Mas o general fez um agrado para os bolsonaristas radicais, atendendo às necessidades do seu patrão, o capitão. No ofício com o qual encaminhou o relatório das Forças Armadas ao Tribunal Superior Eleitoral, o ministro da Defesa Paulo Sérgio de Oliveira deu uma “apimentada” no conteúdo. Destacou que “foi observado que a ocorrência de acesso à rede, durante a compilação do código-fonte e consequente geração dos programas, pode [grifo meu] configurar relevante risco à segurança do processo”.
E que a partir dos testes de funcionalidade, realizados por meio do Teste de Integridade e do Projeto-Piloto com Biometria, “não é possível afirmar que o sistema eletrônico de votação está isento da influência de um eventual código malicioso que possa [grifo meu de novo] alterar o seu funcionamento”.
Percebam o uso do verbo “poder”. Apesar de não contar com fatos que corroborem sua hipótese, o ministro enumera hipóteses para criar fatos.
Algo que não provou ser falso não é necessariamente verdadeiro, da mesma forma algo que “pode” acontecer não acontecerá necessariamente. Mas isso é suficiente para ajudar a estimular o naco golpista da militância bolsonarista, que vai abraçar a existência da hipótese levantada pelo relatório como um fato consumado.
Não é um relatório abertamente golpista, mas ao jogar com esses elementos, ele entrega ração para o rebanho presidencial e impede um ponto final nessa sandice de “intervenção militar”.
A fragilidade do documento foi imediatamente percebida pelo presidente do TSE, ministro Alexandre de Moraes, que emitiu nota recebendo com “satisfação” o relatório que “não apontou a existência de nenhuma fraude ou inconsistência nas urnas eletrônicas e no processo eleitoral de 2022”. Completou, afirmando que as sugestões serão analisadas depois. Está correto, é isso mesmo, sem bater palma para os golpistas dançarem em frente a lojas da Havan.

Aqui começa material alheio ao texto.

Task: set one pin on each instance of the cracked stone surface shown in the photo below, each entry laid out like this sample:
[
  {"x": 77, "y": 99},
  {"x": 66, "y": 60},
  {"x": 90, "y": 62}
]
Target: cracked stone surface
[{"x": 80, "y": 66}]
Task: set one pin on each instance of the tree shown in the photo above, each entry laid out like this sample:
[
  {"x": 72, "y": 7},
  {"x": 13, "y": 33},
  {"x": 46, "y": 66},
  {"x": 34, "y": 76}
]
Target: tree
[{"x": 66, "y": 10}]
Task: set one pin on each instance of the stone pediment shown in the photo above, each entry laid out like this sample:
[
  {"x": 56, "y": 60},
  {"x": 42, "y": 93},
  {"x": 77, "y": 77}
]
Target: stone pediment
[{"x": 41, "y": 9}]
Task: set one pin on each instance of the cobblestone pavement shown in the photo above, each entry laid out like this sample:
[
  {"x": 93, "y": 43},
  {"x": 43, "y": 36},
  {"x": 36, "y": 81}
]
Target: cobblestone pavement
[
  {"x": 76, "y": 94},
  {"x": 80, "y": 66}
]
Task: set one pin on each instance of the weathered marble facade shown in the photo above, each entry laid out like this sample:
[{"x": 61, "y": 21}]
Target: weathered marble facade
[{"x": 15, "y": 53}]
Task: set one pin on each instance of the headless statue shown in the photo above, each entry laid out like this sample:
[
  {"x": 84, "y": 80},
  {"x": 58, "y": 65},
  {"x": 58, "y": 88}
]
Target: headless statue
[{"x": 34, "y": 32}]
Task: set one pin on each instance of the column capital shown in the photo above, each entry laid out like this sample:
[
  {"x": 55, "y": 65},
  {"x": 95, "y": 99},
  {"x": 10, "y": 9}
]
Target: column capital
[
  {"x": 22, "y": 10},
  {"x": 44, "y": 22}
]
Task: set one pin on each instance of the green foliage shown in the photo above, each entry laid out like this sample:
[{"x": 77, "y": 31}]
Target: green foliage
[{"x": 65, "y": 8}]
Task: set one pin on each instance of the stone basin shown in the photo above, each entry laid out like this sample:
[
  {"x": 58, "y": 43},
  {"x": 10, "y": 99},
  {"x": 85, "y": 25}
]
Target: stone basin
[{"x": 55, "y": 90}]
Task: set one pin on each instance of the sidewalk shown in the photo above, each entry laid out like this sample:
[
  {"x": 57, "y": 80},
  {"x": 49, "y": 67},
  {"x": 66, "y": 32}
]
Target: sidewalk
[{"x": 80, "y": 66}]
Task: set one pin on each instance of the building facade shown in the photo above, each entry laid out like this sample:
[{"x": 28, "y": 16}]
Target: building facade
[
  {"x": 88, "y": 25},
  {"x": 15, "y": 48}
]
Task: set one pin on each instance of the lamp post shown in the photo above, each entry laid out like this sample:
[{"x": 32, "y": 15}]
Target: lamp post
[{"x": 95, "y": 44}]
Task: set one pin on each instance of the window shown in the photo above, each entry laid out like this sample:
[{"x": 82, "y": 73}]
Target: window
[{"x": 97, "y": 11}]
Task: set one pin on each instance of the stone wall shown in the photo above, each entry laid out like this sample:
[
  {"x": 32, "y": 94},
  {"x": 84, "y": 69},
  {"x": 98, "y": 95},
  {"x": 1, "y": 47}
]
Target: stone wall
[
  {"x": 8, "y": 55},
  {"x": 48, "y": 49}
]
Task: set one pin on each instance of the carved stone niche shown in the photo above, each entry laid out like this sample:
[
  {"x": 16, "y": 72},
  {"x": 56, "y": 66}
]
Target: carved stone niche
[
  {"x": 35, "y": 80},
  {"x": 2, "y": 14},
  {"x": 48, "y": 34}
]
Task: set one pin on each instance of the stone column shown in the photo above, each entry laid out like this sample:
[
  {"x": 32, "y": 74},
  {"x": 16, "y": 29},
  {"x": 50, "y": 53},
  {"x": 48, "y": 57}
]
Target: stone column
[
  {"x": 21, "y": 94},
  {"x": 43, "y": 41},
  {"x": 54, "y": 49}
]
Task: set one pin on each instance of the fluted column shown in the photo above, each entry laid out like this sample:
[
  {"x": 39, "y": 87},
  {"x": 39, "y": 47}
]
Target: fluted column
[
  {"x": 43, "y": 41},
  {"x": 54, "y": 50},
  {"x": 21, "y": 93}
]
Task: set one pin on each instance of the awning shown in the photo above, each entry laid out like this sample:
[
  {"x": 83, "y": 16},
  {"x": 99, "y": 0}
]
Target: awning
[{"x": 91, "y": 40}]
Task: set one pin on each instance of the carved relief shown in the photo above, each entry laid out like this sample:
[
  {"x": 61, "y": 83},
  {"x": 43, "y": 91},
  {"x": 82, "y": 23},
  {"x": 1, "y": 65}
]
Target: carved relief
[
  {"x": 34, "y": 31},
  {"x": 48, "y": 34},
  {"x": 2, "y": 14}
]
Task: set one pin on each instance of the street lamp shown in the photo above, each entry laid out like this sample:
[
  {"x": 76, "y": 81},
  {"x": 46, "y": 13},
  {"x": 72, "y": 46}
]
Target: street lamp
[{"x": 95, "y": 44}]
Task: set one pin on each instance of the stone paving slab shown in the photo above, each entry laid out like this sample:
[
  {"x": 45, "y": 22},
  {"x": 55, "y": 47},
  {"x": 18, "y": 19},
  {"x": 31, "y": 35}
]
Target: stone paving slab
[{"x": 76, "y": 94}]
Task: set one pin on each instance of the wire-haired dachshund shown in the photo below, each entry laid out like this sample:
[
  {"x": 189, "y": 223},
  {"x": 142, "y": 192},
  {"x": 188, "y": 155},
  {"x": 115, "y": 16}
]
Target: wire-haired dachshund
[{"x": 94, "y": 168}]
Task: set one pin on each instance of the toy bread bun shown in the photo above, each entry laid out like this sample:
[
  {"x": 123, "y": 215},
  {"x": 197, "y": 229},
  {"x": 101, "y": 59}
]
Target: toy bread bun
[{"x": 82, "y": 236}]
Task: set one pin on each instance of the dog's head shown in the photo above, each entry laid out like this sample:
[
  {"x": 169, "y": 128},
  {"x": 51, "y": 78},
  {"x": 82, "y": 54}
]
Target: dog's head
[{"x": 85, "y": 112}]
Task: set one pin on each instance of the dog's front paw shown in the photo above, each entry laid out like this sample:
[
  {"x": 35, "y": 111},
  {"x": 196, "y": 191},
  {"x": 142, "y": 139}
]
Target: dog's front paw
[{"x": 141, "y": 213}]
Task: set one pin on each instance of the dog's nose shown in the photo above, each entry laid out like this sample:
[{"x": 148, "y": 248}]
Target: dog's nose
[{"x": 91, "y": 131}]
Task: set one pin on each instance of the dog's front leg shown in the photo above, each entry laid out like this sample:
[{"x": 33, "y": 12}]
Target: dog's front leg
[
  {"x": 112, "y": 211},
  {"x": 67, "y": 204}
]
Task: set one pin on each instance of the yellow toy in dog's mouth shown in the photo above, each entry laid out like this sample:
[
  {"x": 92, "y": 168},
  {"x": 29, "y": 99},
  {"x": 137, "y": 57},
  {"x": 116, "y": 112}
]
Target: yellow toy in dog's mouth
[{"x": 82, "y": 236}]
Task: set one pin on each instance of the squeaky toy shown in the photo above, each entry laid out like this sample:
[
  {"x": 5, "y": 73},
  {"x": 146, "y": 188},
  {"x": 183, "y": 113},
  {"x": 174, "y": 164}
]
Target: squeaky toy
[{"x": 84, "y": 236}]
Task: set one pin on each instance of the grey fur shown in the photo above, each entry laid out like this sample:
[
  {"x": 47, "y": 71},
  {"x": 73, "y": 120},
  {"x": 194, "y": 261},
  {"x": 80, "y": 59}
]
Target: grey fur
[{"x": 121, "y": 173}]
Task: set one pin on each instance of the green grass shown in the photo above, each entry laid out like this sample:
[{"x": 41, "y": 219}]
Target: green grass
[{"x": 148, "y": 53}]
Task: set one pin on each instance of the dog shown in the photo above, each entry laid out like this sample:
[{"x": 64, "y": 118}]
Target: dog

A fiscalização das urnas eletrônica e do sistema de votação não é atribuição das Forças Armadas, mesmo assim foi isso o que elas fizeram a pedido de Jair Bolsonaro. Com uma fronteira que é mais porosa que um queijo suíço, onde nossa soberania é aviltada diariamente, surpreende que o setor de inteligência dos militares tenha tempo e recursos sobrando para lidar com algo que não é de sua competência. E sobre o qual, como podemos ver, eles não contribuíram com nada relevante.
Que o próximo governo garanta que as Forças Armadas não se submetam a esse tipo de humilhação, afastando-as da política e garantindo que façam o que a Constituição Federal espera delas. Que, certamente, não é ajudar em golpe.